Could electric vehicles feed China’s grid?

EV owners could profit from two-way charging, but many are wary, and the tech is currently expensive

Low mileage electric vehicle in China
Low mileage electric vehicle in Liping, Qiandongnan Miao and Dong Autonomous Prefecture, Guizhou Province. Image: Rutger van der Maar, CC BY 2.0 DEED, via Flickr.

In January, China’s biggest trial of two-way charging took place in Wuxi, Jiangsu. Across 30 minutes, 50 electric vehicles (EVs) discharged almost one megawatt-hour into the grid – enough electricity to meet the needs of 133 households for a day.

Such charging (also known as V2G, vehicle-to-grid) has the potential to contribute to the smoothing out of peaks and troughs in grid electricity demand.

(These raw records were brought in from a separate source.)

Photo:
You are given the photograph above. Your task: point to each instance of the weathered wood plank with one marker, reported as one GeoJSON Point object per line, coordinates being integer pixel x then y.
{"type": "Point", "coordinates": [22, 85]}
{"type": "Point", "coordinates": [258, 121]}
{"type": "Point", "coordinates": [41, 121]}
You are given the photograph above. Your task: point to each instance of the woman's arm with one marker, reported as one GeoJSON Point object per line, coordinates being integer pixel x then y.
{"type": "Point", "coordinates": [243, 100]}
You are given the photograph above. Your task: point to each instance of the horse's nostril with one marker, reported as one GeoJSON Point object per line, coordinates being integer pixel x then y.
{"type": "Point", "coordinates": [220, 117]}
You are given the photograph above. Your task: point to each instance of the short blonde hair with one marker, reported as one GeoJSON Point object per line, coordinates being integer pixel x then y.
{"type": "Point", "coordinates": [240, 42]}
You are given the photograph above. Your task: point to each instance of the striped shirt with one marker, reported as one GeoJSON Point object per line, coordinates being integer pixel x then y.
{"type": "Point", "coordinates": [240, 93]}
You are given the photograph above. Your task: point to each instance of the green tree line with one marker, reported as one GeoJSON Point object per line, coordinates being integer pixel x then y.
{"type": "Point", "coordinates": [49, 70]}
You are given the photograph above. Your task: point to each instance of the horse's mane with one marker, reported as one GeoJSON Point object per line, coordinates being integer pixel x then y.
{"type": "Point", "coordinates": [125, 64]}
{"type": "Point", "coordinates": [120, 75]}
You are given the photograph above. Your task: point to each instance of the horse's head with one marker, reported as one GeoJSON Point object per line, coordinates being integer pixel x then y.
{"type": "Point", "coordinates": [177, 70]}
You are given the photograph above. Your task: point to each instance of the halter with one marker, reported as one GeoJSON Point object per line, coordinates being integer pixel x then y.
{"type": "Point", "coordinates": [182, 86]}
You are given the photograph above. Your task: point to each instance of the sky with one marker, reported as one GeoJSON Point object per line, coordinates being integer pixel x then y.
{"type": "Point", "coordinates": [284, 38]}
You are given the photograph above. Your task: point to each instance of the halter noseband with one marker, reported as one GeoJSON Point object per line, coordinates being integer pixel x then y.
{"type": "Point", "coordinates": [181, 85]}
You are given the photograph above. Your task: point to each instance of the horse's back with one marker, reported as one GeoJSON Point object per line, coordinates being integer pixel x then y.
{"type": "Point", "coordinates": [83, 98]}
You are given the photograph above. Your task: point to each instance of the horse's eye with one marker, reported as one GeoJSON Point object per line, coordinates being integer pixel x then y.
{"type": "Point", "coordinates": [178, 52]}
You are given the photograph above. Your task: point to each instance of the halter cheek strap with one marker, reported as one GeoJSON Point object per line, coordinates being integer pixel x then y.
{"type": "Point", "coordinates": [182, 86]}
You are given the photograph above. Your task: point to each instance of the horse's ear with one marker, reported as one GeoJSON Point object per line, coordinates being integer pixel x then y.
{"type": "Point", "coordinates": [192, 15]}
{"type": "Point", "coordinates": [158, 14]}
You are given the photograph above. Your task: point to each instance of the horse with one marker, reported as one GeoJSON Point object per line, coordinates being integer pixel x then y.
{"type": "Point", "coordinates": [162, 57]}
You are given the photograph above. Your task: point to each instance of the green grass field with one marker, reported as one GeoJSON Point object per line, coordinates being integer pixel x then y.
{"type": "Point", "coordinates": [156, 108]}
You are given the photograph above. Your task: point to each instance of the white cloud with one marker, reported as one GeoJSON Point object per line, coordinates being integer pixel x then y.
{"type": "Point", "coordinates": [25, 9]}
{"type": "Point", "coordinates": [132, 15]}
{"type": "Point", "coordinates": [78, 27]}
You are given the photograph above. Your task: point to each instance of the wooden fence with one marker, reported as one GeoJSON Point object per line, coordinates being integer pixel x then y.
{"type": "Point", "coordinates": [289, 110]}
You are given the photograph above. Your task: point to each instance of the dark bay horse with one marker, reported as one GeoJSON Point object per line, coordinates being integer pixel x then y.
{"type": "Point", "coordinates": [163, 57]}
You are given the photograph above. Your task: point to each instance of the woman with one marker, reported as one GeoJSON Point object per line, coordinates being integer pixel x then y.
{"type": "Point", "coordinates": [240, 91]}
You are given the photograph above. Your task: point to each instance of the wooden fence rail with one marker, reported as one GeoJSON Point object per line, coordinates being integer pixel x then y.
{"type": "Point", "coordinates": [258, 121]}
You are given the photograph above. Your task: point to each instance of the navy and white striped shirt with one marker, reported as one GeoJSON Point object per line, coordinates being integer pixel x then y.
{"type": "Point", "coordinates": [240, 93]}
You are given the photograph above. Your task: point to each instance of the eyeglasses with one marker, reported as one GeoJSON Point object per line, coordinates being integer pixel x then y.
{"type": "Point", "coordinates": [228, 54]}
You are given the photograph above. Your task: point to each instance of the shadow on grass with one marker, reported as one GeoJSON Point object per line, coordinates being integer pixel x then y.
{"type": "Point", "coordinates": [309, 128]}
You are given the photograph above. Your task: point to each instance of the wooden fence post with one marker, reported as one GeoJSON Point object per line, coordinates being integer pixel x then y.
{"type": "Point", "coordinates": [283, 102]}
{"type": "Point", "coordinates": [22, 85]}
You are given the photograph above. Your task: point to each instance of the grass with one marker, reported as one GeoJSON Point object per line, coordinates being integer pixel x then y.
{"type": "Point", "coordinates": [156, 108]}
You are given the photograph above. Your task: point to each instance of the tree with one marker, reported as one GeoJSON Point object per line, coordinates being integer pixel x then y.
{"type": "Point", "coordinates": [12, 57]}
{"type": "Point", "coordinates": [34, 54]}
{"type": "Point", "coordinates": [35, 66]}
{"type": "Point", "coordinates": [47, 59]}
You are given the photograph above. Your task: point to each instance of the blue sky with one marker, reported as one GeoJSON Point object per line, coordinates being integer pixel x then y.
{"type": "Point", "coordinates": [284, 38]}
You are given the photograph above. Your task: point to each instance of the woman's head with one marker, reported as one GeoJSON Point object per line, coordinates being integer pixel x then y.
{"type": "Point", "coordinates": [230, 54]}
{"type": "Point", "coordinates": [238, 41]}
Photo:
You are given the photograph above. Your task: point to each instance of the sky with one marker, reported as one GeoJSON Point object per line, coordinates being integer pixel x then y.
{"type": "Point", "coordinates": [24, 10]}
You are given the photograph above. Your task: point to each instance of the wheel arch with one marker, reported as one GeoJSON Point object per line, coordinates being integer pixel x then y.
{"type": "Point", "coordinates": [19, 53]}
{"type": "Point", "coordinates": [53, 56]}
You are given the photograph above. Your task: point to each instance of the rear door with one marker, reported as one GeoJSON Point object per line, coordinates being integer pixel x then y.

By the end of 2023, China had over 20.41 million “new energy” vehicles on the road, the vast majority of which require electricity. This change is precipitating increasingly large spikes in energy demand, which strain the grid. There is therefore an urgent need for technological and pricing mechanisms that encourage owners to avoid charging at peak times.

As EVs’ share of the auto market expands, the batteries they carry may in fact be able to help meet peak electricity demand and absorb off-peak excess generation. This will become increasingly important as solar and wind power expands, because these energy flows are more difficult to adjust than, say, coal power. The combined battery capacity of all EVs sold in China during 2023 was 388 gigawatt-hours (gWh). In January, the Tsinghua University professor Ouyang Gaoming said the capacity of all EVs on the road in China is expected to exceed 20,000 gWh by 2040. That is equivalent to the current annual electricity demand in China. In the future, the V2G model will play a major role in short-term energy storage, Ouyang added.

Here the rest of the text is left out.